The pattern we want for this is actually three up days in a row. The stop will be 30% ATR. ATR stands for average true range and it’s 30% of the five day average true range. So whatever the FTSE’s moved on average over the last five days, 30% of that is our stop. Now the same applies to the downside as well. If we’ve had three down days in a row and we gap below, so we open below the previous day’s low, we would buy for a retracement back to the previous day’s close as well.

Now in terms of risk reward, sometimes the opening price and your stop won’t be in line, in which case it might make sense to wait for a spike up. Today just for example, just say 30% ATR is 20 points. We’re looking to sell the open or just before the open, we’ve got a 20 point stop and just say the market opened at 7,507, well the risk reward is imbalanced there, so in that case I would wait for a spike up.

We did something similar in the live room yesterday. We couldn’t get the right risk reward. So instead we waited patiently for the market to spike up.
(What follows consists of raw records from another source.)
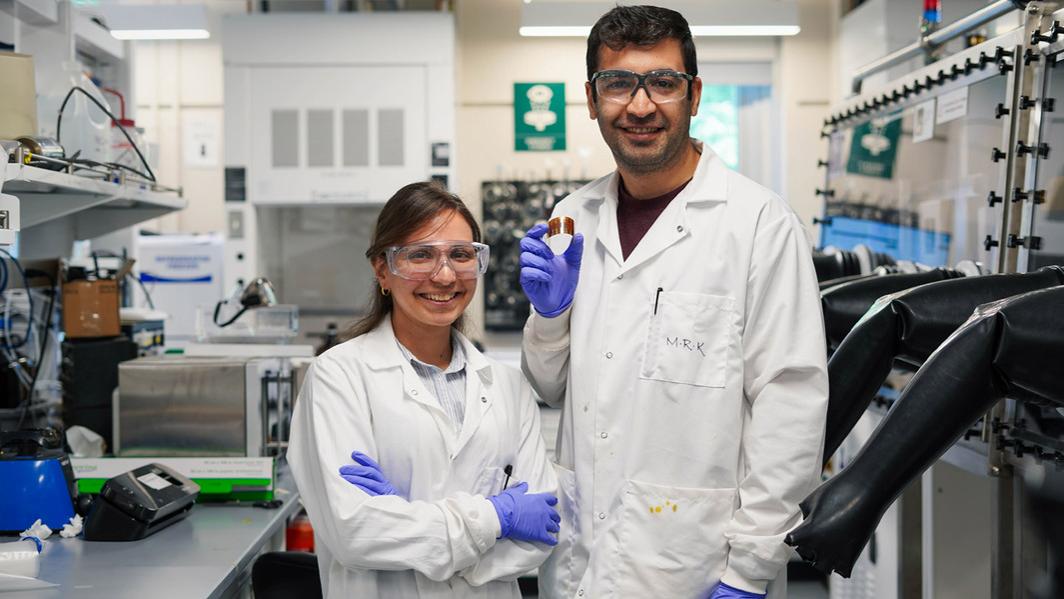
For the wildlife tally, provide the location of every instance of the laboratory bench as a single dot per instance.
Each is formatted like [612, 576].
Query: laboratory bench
[208, 554]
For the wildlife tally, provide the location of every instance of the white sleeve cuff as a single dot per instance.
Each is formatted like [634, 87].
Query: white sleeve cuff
[484, 522]
[732, 578]
[549, 331]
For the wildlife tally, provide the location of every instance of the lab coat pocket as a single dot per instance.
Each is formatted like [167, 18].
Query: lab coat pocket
[557, 575]
[692, 339]
[489, 482]
[670, 541]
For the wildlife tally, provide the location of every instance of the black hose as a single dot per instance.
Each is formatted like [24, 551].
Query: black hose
[59, 130]
[44, 343]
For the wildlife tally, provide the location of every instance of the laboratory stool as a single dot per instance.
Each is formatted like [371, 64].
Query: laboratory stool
[286, 575]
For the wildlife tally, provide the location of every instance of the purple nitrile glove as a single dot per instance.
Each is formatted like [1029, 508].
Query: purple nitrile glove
[725, 592]
[526, 516]
[549, 281]
[366, 476]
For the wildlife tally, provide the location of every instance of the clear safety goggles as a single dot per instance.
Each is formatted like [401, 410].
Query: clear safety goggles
[662, 86]
[418, 262]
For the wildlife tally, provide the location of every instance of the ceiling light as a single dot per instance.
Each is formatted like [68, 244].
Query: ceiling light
[160, 33]
[155, 21]
[705, 18]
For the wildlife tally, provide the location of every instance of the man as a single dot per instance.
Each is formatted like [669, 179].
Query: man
[685, 346]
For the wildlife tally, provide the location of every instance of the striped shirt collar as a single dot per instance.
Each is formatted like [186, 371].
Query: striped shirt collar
[458, 359]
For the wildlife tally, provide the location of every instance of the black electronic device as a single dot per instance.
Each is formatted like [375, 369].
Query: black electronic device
[89, 376]
[139, 503]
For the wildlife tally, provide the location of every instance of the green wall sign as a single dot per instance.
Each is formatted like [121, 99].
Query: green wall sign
[875, 147]
[538, 117]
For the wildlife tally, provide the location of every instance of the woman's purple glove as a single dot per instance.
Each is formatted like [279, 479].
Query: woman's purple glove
[725, 592]
[549, 281]
[366, 476]
[526, 516]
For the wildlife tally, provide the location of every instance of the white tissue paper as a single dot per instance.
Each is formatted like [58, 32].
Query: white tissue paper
[38, 530]
[72, 528]
[19, 558]
[19, 565]
[85, 443]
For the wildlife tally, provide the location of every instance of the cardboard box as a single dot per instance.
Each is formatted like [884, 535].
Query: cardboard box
[18, 96]
[90, 309]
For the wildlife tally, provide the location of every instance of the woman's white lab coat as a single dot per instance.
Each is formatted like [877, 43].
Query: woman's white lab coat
[436, 538]
[693, 382]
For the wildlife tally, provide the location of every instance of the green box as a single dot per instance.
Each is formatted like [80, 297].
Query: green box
[538, 117]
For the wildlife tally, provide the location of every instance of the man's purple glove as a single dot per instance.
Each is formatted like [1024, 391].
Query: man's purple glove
[526, 516]
[549, 281]
[366, 476]
[725, 592]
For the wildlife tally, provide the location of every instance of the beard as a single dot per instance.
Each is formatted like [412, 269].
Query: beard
[654, 155]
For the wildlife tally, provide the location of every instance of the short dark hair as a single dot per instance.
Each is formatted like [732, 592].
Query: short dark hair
[642, 26]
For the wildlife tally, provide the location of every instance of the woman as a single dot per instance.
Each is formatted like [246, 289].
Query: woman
[442, 434]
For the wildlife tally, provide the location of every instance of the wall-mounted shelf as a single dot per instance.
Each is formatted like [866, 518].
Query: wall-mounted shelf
[90, 206]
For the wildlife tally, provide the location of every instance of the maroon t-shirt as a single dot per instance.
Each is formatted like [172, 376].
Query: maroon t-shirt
[635, 217]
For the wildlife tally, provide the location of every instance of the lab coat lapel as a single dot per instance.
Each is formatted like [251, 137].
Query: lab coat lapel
[479, 396]
[383, 353]
[607, 232]
[708, 184]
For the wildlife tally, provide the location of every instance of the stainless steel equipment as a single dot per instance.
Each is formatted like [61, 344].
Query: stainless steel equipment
[202, 406]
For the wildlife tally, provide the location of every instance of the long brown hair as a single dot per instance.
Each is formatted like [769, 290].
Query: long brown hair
[410, 209]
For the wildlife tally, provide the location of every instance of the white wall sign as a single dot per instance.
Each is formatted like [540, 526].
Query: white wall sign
[202, 135]
[924, 121]
[952, 105]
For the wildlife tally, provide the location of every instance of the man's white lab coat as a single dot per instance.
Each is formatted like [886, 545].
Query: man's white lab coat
[693, 382]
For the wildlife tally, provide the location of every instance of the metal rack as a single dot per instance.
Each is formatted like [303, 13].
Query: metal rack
[88, 204]
[1014, 202]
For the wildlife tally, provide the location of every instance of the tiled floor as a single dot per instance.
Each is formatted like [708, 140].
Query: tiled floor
[805, 589]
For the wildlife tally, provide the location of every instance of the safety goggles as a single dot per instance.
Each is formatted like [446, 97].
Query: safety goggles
[418, 262]
[662, 86]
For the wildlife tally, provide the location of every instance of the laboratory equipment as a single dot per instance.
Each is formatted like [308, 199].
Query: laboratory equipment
[173, 405]
[37, 480]
[259, 293]
[511, 208]
[88, 373]
[560, 232]
[139, 503]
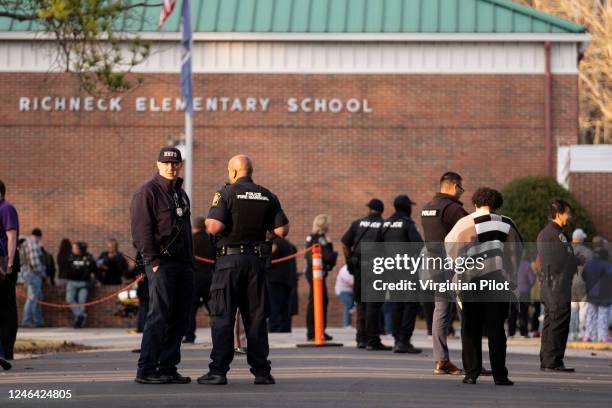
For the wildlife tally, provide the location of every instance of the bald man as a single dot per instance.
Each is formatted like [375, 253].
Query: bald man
[240, 216]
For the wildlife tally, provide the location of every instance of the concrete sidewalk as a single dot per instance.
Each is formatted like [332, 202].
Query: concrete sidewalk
[121, 339]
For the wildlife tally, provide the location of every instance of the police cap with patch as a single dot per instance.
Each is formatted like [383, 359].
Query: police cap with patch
[170, 154]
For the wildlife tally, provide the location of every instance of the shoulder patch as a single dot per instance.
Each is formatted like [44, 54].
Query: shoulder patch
[216, 199]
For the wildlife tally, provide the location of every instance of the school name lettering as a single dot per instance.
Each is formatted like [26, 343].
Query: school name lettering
[200, 104]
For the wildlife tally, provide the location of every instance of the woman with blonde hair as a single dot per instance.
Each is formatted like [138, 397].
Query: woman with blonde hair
[320, 228]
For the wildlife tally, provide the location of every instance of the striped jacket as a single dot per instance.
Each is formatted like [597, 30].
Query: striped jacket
[491, 237]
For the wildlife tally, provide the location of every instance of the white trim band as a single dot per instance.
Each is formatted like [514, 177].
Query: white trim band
[450, 58]
[337, 37]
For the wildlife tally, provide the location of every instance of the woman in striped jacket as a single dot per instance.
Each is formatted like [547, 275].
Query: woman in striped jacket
[494, 244]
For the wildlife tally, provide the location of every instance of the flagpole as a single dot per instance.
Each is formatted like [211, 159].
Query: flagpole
[189, 156]
[187, 91]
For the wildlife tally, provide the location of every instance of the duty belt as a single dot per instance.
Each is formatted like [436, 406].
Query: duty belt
[240, 250]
Now if it doesn’t spike up, but it moves to target, well then that’s just a missed trade. That’s the way it goes sometimes. But it’s important to try and get a one to one on your trades or near enough. It doesn’t have to be bang on one to one. But if risking one and you making one and you’ve got at least a 70% hit rate, then you’ve got a license to print money. That’s really what you are after.

When we get three up days in a row, we get an up gap, we get three down days in a row and we get a down gap, the market’s out of balance.

And remember the big traders don’t want to buy or sell the highest or lowest prices. They’re looking for pullbacks in the market and that’s why this works so well.